Wenger Katharina J, Wagner Marlies, You Se-Jong, Franz Kea, Harter Patrick N, Burger Michael C, Voss Martin, Ronellenfitsch Michael W, Fokas Emmanouil, Steinbach Joachim P, Bähr Oliver
University Hospital and University Cancer Center, German Cancer Consortium (DKTK), Partner Site Frankfurt/Mainz, Frankfurt and German Cancer Research Center (DKFZ), D-69120 Heidelberg, Germany.
Dr. Senckenberg Institute of Neurooncology, University Hospital Frankfurt, D-60528 Frankfurt, Germany.
Oncol Lett. 2017 Jul;14(1):1141-1146. doi: 10.3892/ol.2017.6251. Epub 2017 May 25.

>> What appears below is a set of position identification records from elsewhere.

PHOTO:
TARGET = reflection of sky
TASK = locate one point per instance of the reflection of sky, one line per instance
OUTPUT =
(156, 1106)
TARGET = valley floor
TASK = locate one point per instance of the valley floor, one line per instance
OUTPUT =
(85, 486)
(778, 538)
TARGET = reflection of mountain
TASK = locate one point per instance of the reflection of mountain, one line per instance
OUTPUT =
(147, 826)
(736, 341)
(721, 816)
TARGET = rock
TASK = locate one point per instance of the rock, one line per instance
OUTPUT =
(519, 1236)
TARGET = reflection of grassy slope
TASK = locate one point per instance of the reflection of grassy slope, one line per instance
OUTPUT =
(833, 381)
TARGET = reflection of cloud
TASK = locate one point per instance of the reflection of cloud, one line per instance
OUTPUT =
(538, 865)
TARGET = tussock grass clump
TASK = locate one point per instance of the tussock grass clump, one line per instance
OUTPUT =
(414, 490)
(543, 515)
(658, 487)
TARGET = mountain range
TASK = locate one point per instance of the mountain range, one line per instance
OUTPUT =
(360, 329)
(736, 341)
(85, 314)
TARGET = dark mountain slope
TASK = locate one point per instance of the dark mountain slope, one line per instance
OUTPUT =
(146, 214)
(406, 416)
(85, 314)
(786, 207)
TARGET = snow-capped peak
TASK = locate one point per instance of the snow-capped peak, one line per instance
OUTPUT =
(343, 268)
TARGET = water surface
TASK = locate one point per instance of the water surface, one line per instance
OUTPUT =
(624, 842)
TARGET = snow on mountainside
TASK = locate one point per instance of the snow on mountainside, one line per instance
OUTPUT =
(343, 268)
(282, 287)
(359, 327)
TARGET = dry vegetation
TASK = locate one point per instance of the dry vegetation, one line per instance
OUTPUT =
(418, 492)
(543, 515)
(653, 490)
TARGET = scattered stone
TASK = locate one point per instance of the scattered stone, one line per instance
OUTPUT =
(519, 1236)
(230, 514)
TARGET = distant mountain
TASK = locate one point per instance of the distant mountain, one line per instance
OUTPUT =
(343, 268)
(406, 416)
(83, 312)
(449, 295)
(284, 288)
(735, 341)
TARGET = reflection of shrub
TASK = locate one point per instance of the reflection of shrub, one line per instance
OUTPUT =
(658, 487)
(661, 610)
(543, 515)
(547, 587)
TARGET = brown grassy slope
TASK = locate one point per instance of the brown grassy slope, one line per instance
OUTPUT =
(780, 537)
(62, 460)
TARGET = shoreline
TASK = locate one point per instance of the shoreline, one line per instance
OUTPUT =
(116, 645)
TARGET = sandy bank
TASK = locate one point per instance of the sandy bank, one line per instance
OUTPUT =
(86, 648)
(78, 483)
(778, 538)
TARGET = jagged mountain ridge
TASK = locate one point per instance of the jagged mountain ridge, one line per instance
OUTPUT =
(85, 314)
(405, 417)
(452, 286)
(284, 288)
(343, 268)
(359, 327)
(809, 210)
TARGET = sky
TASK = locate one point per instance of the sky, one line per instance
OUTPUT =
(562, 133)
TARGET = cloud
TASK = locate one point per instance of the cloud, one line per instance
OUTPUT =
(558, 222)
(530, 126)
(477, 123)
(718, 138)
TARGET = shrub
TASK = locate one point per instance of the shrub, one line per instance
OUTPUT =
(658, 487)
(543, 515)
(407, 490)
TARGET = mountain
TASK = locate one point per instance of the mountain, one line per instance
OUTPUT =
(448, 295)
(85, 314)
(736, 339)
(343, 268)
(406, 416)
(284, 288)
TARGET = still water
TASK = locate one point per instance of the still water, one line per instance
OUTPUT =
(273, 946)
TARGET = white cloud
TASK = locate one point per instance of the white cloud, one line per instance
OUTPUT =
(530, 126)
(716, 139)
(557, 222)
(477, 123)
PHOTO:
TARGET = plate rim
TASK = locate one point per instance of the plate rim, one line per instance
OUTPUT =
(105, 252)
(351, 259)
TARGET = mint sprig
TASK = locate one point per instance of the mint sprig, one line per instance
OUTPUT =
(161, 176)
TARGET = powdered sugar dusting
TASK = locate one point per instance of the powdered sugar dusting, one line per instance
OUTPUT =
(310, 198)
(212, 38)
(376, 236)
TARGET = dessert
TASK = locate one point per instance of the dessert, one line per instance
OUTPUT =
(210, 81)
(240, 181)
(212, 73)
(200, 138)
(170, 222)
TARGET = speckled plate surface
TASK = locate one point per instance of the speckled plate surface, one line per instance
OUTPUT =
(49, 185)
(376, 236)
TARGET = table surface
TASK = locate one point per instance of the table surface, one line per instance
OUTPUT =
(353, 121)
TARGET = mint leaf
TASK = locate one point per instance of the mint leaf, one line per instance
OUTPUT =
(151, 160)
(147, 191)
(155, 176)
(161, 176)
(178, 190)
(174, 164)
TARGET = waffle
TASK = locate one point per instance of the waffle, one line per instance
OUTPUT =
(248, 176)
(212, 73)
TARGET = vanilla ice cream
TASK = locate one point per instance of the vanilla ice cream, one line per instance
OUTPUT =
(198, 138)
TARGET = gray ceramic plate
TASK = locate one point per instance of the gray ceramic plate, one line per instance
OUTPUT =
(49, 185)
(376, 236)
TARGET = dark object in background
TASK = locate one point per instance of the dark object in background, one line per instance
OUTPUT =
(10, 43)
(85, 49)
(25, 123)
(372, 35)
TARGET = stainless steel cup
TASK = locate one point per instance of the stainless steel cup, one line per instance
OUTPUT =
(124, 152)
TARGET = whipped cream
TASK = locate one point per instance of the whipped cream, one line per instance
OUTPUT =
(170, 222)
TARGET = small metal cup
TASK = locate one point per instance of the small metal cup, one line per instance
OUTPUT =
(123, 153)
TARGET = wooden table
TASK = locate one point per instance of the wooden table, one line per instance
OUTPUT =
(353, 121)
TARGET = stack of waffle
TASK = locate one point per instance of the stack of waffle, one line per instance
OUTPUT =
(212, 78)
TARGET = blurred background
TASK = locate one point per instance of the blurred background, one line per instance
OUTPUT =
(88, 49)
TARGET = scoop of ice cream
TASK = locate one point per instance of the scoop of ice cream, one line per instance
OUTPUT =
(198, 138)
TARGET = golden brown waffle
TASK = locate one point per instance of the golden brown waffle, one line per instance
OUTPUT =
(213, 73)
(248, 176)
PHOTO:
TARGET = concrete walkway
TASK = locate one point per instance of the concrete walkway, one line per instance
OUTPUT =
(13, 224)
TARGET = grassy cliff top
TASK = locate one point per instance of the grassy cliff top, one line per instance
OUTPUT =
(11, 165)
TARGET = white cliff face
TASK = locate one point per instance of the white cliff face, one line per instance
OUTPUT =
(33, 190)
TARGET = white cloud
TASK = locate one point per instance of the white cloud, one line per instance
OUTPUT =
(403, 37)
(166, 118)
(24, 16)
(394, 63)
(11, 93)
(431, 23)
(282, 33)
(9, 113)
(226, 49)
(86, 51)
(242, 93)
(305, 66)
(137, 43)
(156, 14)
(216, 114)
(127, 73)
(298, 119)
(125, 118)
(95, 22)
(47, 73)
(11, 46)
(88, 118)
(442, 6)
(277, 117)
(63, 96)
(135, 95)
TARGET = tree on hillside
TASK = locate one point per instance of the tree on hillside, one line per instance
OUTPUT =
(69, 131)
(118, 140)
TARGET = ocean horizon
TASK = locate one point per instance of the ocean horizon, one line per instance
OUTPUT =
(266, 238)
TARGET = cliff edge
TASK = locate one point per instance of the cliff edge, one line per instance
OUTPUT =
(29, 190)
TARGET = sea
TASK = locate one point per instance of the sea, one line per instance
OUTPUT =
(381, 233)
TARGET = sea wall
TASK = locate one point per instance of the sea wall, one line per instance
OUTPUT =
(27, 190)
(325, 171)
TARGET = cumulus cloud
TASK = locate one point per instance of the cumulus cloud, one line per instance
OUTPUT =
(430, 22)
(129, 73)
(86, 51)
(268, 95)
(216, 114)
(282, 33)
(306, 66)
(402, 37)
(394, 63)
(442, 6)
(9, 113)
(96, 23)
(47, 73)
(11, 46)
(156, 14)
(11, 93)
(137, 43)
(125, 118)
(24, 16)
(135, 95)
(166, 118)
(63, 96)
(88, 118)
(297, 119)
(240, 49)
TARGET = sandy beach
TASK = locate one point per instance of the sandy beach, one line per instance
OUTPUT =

In previous trials, bevacizumab failed to prolong the overall survival time in newly diagnosed glioblastoma and at the first recurrence. Randomized clinical trials at the second or further recurrence following the failure of radiotherapy, temozolomide and lomustine, and retrospective analyses focusing on this specific cohort, are not yet available. A total of 62 patients with glioblastoma who received bevacizumab after the failure of standard care, including radiotherapy, temozolomide and lomustine, were retrospectively identified. Patient characteristics, previous treatment details, concomitant therapy, response based on the Response Assessment in Neuro-Oncology criteria, and progression-free survival (PFS) and overall survival (OS) times and rates were evaluated. Furthermore, the PFS and OS times and rates were analyzed for responders and non-responders. Of the patients, 54.8% (n=34) responded to treatment [complete response (CR) 3.2%, n=2; partial response (PR) 51.6%, n=32]. The median PFS time was 3.5 months and the median OS time was 7.5 months. The PFS rate at 6 months was 21.5% and the OS rate at 12 months was 11.5%. Responders (CR or PR) experienced a superior median PFS time compared with non-responders (i.e. stable or progressive disease; 5.4 vs. 1.9 months; P<0.0001) and a superior PFS rate at 6 months (34.9 vs. 7.1%; P<0.0001). The median OS time (8.6 vs. 6.4 months; P<0.0001) and OS rate at 12 months (21.3 vs. 0%; P<0.0001) were also superior in patients who exhibited a response to bevacizumab treatment. In conclusion, the objective response rate and the PFS and OS times and rates indicate that bevacizumab has activity in patients with glioblastoma following the failure of radiotherapy, temozolomide, and lomustine. A randomized trial comparing bevacizumab with best supportive care in these patients is advised.
在先前的试验中,贝伐单抗未能延长新诊断胶质母细胞瘤及首次复发时的总生存时间。对于放疗、替莫唑胺和洛莫司汀治疗失败后的第二次或更晚期复发情况,尚无随机临床试验,也没有针对这一特定队列的回顾性分析。我们回顾性确定了62例在标准治疗(包括放疗、替莫唑胺和洛莫司汀)失败后接受贝伐单抗治疗的胶质母细胞瘤患者。评估了患者特征、既往治疗细节、伴随治疗、基于神经肿瘤学反应评估标准的反应情况、无进展生存期(PFS)和总生存期(OS)以及生存率。此外,还分析了反应者和无反应者的PFS和OS时间及生存率。在这些患者中,54.8%(n = 34)对治疗有反应[完全缓解(CR)3.2%,n = 2;部分缓解(PR)51.6%,n = 32]。中位PFS时间为3.5个月,中位OS时间为7.5个月。6个月时的PFS率为21.5%,12个月时的OS率为11.5%。与无反应者(即病情稳定或进展;5.4个月对1.9个月;P < 0.0001)相比,反应者(CR或PR)的中位PFS时间更长,6个月时的PFS率也更高(34.9%对7.1%;P < 0.0001)。对贝伐单抗治疗有反应的患者,其中位OS时间(8.6个月对6.4个月;P < 0.0001)和12个月时的OS率(21.3%对0%;P < 0.0001)也更高。总之,客观缓解率以及PFS和OS时间及生存率表明,贝伐单抗对放疗、替莫唑胺和洛莫司汀治疗失败后的胶质母细胞瘤患者有活性。建议在这些患者中开展一项比较贝伐单抗与最佳支持治疗的随机试验。